RAPIDS’s cuML machine learning algorithms and mathematical primitives follow the familiar scikit-learn-like API. Popular algorithms like K-means, XGBoost, and many others are supported for both single-GPU and large data center deployments. For large datasets, these GPU-based implementations can complete 10-50X faster than their CPU equivalents.

cuML-MG combines the ease of use of the Dask framework with the highly-optimized OpenUCX and NCCL libraries for performance-critical data transfers. k-Means clustering is the first algorithm built on this library. It provides a familiar, scikit-learn-style API, but scales nearly linearly across GPUs and nodes using Ethernet or Infiniband. Across a pair of DGX-1 servers, k-Means-MG can cut the run time for a large clustering problem from 630 seconds on CPU to 7.1 seconds on GPU .
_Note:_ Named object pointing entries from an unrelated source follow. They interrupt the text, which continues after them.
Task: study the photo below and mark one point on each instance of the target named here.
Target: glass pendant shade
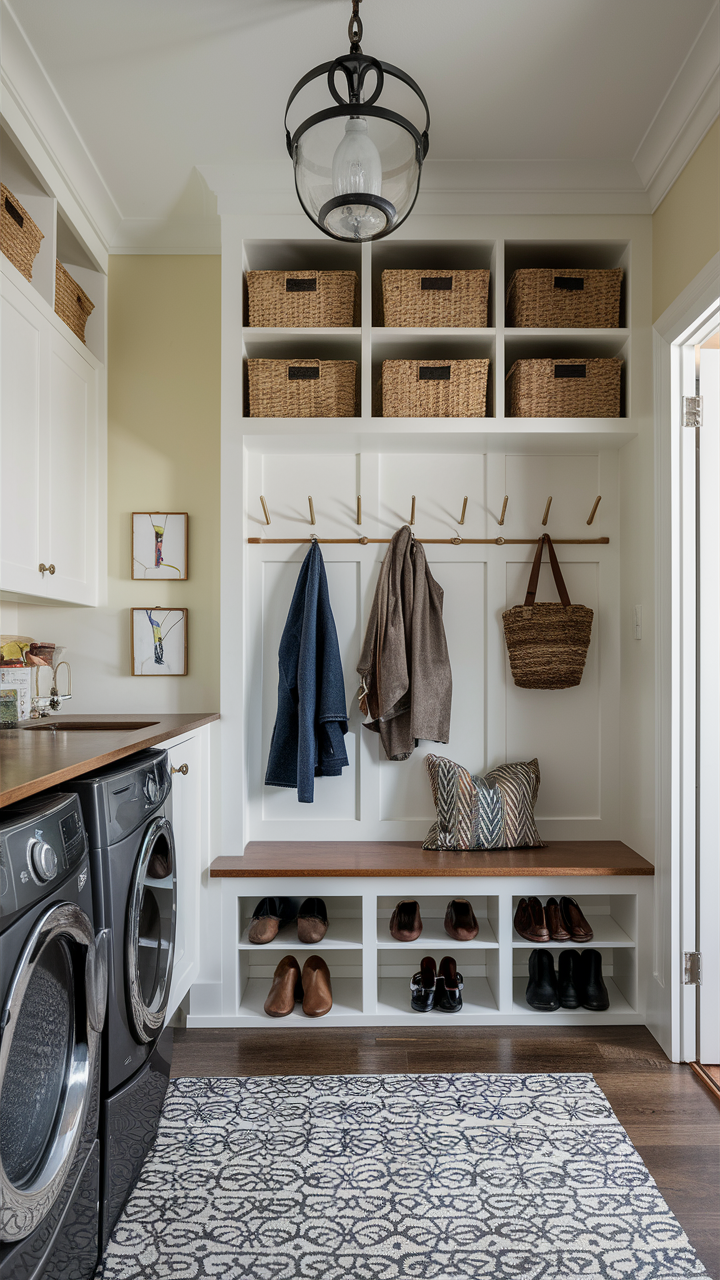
(356, 163)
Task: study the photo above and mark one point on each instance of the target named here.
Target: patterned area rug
(393, 1176)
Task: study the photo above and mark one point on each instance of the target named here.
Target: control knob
(42, 859)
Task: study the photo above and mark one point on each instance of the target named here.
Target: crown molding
(39, 123)
(691, 105)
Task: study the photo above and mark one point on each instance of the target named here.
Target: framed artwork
(159, 641)
(159, 545)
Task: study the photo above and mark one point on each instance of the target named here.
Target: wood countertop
(404, 858)
(33, 759)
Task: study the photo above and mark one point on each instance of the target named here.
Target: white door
(23, 417)
(71, 460)
(186, 760)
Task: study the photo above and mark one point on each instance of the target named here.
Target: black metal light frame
(355, 67)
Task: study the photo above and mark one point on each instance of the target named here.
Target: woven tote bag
(547, 644)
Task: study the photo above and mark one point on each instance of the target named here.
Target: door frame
(671, 1004)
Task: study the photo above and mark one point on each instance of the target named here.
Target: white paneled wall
(573, 732)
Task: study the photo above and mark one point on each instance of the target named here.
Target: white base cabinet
(51, 453)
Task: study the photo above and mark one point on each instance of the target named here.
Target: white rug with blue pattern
(393, 1176)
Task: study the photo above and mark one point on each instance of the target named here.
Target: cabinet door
(23, 416)
(72, 475)
(187, 826)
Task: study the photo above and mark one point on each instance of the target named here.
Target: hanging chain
(355, 27)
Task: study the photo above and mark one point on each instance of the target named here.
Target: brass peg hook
(595, 506)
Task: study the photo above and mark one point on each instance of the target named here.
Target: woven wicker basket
(296, 300)
(547, 643)
(19, 236)
(434, 388)
(565, 388)
(302, 388)
(432, 300)
(564, 298)
(72, 304)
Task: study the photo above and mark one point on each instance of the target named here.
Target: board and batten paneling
(570, 731)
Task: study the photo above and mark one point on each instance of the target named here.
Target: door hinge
(692, 411)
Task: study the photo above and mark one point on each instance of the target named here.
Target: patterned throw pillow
(496, 812)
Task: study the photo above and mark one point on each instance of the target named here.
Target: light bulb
(356, 163)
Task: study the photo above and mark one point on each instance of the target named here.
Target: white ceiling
(156, 88)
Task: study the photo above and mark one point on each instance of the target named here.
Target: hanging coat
(308, 739)
(406, 686)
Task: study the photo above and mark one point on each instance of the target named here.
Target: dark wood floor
(668, 1112)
With the RAPIDS GPU DataFrame, data can be loaded onto GPUs using a Pandas-like interface, and then used for various connected machine learning and graph analytics algorithms without ever leaving the GPU. This level of interoperability is made possible through libraries like Apache Arrow. This allows acceleration for end-to-end pipelines—from data prep to machine learning to deep learning. 

RAPIDS supports device memory-sharing between many popular data science libraries. This keeps data on the GPU and avoids costly copying back and forth to host memory.